各主要特許庁への出願件数の数字から医療AI・IoT発明が急速に成長していること、そして台湾でも医療AI・IoT発明の出願件数はかなり成長していることがわかる。しかし、医療AI・IoT関連の発明は特許適格性において議論となりやすいため、各国へ出願する際には当該各国の特許適格性判断基準における相違に注意しなければならない。台湾では、診断方法に対する判断標準は他国に比べ寛容ではあるが、発明の定義を満たすか否かについては審査基準や判断手法において曖昧なところがある。さらに将来的には審査基準の改訂が予想されるため、最新の動向を引き続き注視しなければならない。

[1] WIPO Technology Trends 2019 – Artificial Intelligence. World Intellectual Property Organization.

[2]「COVID-19國際上具潛力治療藥物之我國相關專利資訊」https://www.tipo.gov.tw/tw/cp-85-873260-f17e4-1.html

[3] 李清祺 「我國人工智慧相關專利申請概況及申請人常見核駁理由分析」 台湾特許庁。

[4] 薛力豪、鍾佩昕、黃昱綸.「智慧醫療專利技術分析」 知的財産権月刊 VOL.258 (2020)。

[5] 馮昱豪、陳浩民 「以電腦輔助診斷技術為核心之智慧診療專利趨勢分析」 知的財産権月刊 VOL.258 (2020)。

[6] 専利審査基準2-2-9。

[7] Section 3.6, Chapter II, Part G: Programs for computers. (2019) Guidelines for Examination. European Patent Office.
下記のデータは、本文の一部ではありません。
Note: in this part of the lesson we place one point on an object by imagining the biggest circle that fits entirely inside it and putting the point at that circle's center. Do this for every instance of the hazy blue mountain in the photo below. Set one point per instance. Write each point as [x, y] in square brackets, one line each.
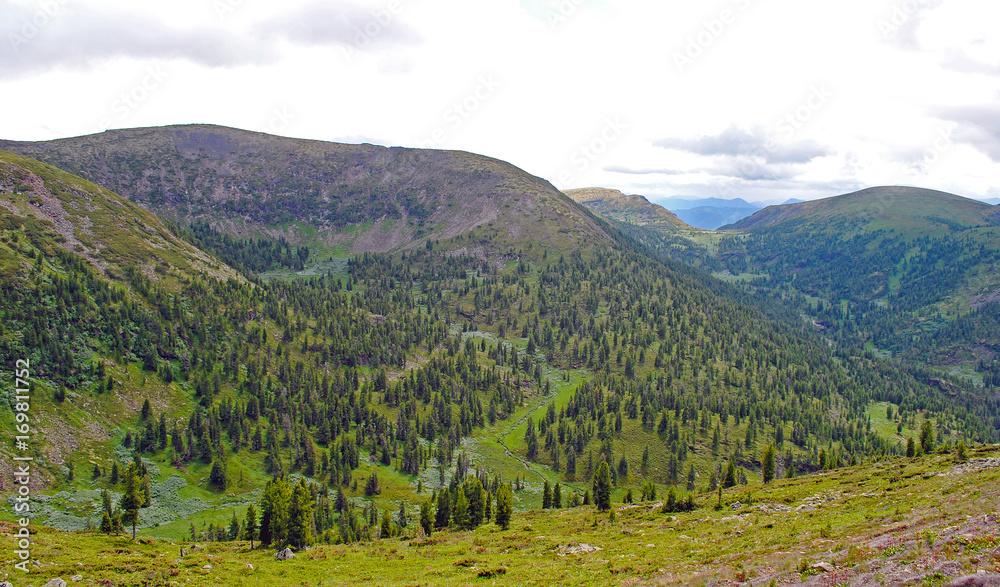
[709, 213]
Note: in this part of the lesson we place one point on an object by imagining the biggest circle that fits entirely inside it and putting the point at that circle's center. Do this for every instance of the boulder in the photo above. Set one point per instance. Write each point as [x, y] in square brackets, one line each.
[978, 580]
[822, 567]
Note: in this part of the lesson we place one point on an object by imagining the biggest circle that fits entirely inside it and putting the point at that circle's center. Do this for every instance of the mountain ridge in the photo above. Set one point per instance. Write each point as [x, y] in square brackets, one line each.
[356, 197]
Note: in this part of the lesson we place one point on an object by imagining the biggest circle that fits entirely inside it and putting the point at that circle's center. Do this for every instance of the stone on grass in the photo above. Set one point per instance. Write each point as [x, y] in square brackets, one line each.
[823, 567]
[977, 580]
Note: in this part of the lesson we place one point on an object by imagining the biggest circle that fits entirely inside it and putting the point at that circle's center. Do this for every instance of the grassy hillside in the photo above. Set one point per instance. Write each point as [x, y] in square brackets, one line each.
[634, 209]
[887, 267]
[924, 521]
[58, 210]
[337, 198]
[417, 372]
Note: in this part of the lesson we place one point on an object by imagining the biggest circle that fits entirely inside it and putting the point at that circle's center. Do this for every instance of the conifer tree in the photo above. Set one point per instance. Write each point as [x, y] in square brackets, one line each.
[505, 506]
[767, 464]
[426, 518]
[460, 516]
[250, 524]
[602, 486]
[132, 499]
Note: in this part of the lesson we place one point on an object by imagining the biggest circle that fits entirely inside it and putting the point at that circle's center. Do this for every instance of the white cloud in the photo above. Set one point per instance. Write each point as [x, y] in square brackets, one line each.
[736, 121]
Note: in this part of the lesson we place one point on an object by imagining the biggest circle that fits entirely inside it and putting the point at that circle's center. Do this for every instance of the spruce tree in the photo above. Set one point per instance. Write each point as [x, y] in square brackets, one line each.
[602, 486]
[505, 506]
[426, 518]
[250, 524]
[730, 479]
[767, 464]
[132, 499]
[460, 517]
[300, 510]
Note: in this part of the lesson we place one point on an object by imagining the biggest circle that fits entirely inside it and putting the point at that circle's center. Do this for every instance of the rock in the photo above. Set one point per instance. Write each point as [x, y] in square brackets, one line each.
[977, 580]
[582, 548]
[823, 567]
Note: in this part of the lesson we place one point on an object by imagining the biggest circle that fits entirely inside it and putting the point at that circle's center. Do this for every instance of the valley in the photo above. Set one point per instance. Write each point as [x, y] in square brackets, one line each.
[222, 316]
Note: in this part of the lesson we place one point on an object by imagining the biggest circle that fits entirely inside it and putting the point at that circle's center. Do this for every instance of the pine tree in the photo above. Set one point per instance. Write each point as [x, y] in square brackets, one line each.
[250, 524]
[300, 516]
[234, 527]
[443, 514]
[476, 496]
[217, 477]
[460, 517]
[927, 437]
[767, 464]
[426, 518]
[274, 512]
[602, 486]
[385, 528]
[531, 440]
[401, 515]
[505, 506]
[730, 479]
[132, 498]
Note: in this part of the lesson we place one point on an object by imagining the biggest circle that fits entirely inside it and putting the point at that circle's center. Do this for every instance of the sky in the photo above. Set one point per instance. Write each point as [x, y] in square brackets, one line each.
[764, 100]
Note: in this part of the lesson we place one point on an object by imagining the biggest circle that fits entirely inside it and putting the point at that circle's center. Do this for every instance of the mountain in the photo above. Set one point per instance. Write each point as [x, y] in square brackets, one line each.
[935, 536]
[650, 224]
[709, 213]
[354, 198]
[59, 211]
[917, 211]
[492, 363]
[888, 266]
[634, 209]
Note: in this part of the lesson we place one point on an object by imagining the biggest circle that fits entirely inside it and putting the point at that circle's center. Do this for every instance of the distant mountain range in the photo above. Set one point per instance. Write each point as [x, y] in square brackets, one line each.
[711, 213]
[356, 198]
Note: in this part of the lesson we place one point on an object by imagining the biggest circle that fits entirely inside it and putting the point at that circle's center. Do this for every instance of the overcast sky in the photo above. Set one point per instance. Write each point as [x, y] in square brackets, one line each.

[8] コンピュータソフトウエア関連発明審査基準2-12-10~2-12-11。

[9] Alice Corp. v. CLS Bank International, 573 U.S. 208 (2014).

[10] コンピュータソフトウエア関連発明審査基準改訂草案公聴会。

[11] 朱浩筠 「從各國軟體專利審查實務反思 我國軟體專利審查基準之修改方向」 台湾特許庁 (2020)。